• TB Macaulay’s Speech

    by  • 24 July 2008 • History • 0 Comments

    On TB Day, 18 June 1929, TB Macaulay of the Sun Life Assurance Company, Montreal, visited Valtos and was presented with an illuminated address by Rev Malcolm Maclennan, on behalf of the people of Uig.  Rev Maclennan gave a speech, and TB followed, as reported by the Gazette:

    Mr Macaulay, acknowledging the presentations, said it was not an easy thing to reply to such an address as he had been listening to, and to express his thanks for such as welcome as they had been kind enough to give him.  He would have been glad naturally to come to Valtos, but as he had realised the warmth and enthusiasm of their welcome he felt humbled and overwhelmed, because after all he could not help asking himself why he should be so signally honoured.  there was only one reason that would not apply to scores of other right there in that crowd, and that was that he had been blessed by providence with the means that enabled him to do some things that many others present would have been willing and glad to do if they had the opportunity.  After explaining the ways in which he had first become interested in Lewis, Mr Macaulay said that, beginning with his reply to the appeal in connection with reconstruction of the Stornoway Municipal Buildings, he got into it, and the more he got into it, the more he felt the call of the blood.  (Applause.)  And he felt that, as he had been blessed financially, he wanted to give away something, and he decided that he should give it, first, where he would be interested, and second, where it would do good.  (Applause.) 

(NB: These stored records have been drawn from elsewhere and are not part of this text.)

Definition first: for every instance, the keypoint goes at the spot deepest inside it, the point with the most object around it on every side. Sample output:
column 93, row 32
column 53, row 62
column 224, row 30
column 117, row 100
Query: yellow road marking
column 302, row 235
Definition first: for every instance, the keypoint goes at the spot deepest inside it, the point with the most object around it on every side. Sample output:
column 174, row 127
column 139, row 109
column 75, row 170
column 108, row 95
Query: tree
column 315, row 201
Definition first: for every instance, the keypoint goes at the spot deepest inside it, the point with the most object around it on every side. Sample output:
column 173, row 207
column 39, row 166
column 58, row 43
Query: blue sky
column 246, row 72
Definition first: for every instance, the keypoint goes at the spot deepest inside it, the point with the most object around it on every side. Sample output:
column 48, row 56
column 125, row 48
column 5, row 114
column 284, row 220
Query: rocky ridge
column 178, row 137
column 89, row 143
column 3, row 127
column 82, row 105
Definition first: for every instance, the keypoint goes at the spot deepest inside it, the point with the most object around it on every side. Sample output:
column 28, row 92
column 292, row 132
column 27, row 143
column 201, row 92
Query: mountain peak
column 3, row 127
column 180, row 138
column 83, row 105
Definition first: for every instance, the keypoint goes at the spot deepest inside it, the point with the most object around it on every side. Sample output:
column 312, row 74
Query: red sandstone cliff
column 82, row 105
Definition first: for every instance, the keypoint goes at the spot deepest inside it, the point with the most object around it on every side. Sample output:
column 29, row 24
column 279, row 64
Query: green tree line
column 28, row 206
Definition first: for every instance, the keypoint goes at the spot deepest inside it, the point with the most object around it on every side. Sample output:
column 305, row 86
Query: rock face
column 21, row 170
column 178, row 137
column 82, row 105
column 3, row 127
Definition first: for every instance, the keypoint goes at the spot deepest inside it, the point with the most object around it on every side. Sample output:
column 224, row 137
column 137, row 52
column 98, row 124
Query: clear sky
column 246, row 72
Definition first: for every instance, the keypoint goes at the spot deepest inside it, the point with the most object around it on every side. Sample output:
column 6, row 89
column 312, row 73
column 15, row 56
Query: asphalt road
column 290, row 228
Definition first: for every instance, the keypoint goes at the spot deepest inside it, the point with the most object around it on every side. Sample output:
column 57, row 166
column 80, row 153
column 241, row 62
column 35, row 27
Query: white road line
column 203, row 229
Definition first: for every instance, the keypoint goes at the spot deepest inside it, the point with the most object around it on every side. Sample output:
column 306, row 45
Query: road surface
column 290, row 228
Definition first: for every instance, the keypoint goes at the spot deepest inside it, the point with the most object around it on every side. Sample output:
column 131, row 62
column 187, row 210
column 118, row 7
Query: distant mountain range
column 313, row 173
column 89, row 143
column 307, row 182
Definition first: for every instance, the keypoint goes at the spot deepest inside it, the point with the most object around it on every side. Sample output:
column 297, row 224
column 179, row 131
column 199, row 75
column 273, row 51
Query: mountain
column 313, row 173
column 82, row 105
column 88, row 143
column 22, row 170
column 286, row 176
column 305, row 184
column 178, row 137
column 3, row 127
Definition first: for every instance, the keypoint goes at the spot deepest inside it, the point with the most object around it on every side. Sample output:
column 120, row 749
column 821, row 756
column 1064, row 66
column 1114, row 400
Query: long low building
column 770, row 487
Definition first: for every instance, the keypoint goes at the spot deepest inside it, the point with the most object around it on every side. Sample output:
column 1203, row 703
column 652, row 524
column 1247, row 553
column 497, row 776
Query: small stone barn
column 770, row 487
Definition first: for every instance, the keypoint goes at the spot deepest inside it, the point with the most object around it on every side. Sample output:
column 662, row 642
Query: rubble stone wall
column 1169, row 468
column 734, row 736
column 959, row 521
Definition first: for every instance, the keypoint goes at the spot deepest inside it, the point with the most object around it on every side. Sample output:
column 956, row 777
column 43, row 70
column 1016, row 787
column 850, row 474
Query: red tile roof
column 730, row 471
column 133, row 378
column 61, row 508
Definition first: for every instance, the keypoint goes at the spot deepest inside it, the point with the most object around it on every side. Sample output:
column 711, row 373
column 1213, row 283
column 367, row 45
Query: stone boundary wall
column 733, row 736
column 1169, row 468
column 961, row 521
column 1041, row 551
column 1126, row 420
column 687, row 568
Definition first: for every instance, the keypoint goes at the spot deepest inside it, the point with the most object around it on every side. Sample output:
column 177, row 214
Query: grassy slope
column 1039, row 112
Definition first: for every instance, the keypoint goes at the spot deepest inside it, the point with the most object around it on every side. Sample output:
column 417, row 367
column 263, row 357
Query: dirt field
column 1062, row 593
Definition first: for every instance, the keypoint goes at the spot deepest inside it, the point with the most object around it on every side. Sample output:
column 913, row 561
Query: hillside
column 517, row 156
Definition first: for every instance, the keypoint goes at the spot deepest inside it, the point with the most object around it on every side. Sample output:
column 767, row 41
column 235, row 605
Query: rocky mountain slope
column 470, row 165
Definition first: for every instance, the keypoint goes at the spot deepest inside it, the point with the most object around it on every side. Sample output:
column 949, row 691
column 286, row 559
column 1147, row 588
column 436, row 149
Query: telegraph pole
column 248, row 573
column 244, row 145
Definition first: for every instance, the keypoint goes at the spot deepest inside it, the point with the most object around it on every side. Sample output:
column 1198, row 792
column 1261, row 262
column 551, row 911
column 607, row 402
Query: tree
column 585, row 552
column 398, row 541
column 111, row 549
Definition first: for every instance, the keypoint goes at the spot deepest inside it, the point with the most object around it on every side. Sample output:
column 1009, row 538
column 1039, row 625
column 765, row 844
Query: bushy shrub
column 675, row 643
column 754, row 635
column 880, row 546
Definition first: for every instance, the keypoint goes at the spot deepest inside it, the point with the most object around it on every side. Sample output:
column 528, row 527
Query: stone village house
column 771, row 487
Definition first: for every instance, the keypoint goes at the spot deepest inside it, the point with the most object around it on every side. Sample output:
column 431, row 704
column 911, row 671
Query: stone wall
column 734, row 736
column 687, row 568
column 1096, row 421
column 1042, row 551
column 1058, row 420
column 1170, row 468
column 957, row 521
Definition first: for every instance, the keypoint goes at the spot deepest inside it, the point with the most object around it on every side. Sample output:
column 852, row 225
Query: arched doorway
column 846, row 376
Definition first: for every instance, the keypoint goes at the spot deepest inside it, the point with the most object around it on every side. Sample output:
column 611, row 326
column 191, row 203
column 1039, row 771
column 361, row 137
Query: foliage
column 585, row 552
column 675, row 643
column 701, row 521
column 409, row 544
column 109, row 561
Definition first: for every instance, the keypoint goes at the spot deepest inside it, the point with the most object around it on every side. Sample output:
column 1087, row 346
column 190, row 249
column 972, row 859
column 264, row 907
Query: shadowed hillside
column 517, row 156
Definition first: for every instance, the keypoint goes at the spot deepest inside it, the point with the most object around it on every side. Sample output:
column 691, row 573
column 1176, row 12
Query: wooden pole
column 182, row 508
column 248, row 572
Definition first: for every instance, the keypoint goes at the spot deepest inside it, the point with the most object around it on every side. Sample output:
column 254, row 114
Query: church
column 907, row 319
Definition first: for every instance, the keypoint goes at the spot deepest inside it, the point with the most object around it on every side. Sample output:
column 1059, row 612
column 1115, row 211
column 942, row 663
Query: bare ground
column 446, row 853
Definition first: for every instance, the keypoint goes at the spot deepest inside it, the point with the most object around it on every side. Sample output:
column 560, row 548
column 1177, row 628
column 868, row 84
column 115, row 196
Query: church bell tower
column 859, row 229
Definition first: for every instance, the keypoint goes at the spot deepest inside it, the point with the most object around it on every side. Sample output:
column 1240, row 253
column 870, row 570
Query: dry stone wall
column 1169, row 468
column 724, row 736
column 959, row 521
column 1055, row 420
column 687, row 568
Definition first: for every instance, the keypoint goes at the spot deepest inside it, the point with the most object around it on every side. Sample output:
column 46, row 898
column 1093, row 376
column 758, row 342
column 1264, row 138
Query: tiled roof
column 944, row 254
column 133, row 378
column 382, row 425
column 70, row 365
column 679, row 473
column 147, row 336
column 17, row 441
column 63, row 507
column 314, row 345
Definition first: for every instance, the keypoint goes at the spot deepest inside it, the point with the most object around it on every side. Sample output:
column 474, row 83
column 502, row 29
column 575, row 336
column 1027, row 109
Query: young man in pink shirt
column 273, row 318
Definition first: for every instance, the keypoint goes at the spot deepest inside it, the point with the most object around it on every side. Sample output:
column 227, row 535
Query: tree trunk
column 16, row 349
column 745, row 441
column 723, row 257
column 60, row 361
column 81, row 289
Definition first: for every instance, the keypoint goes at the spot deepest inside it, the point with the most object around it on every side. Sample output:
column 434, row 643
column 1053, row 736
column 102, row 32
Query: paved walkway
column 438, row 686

    That was the beginning of his interest in Lewis, and since then he had got in deeper and deeper, and gradually got visions of what might be done to improve conditions in the Island.  He did not need to tell them what he had endeavoured to do, for they had recounted very kindly in the Address some of the things he had done.  Scotsmen and Highlanders, and Islanders even more so, he continued, had a feeling of affection for their old home, and somehow he felt, standing in the home of the Macaulays, as if he had been there before.  (Applause.)  The place seemed to him to be inhabited by the spirits of his ancestors.  (Applause.)  These forebears of theirs had looked around on these same hills that he was looking at now, n the same scene of beauty that was all around them there.  He was really more happy than they could possibly imagine to feel that he had a claim in that place, and that he was not just like some visitor, some Englishman, looking round and saying, “This is a beautiful spot.”  So it is a beautiful spot, said Mr Macaulay, but it is more, it is your spot, and it is my spot.  (Loud applause.)

    Proceeding, Mr Macaulay spoke of his plans for the betterment of conditions on the island, emphasising that they were put forward merely as suggestions, and that he wished them to be taken as suggestions coming from one of themselves.  If they did not think the ideas good – if they could be improved upon – he wished them to say so frankly, and so help him on to the right lines.

    As a Canadian, Mr Macaulay continued, he would say to any young people desirous of emigrating, “Come to Canada,” but n one could make him enthusiastic over any proposition to depopulate the land of his ancestors. (Loud applause.)  If in co-operation together they could set on foot some practical schemes which would provide the young people of the Island with opportunities, right at their own doors, as good as they could get in Canada, he would be delighted to help in every way possible.  (Renewed applause.)  In conclusion, he again expressed the delight it gave him to meet the people of Uig in that way and in that place where his own forefathers had lived.  In a sense, it was almost a sacred spot to him (applause) and he could not sufficiently express his appreciation of the wonderful welcome they had given him and of the Address with which they had presented him.  He would prize it as one of his most treasured possessions, and it would occupy an honoured place on the walls of his home.  (Applause.)

    Mr Angus Smith, Chairman of the Lewis District Committee, expressed the pride and honour the peopleof Uig felt in having Mr and Mrs Macaulay and party among them, remarking that Mr Macaulay, so far as he knew, was the first who ever received an illuminated address from a crofting community.

    Tea, for which excellent arrangements had been made by a committee of local ladies, was, with the assistance of many willing helpers, then served.  It made a welcome and appropriate termination to a very pleasant function, and the vote of thanks to tladies, proposed by Mr Duncan Macdonald, Sandwick, was heartily accorded.

    TB Macaulay took, according to reports, “very near the whole graduating class from the Nicolson” to Canada later that year to work for Sun Life, though some returned.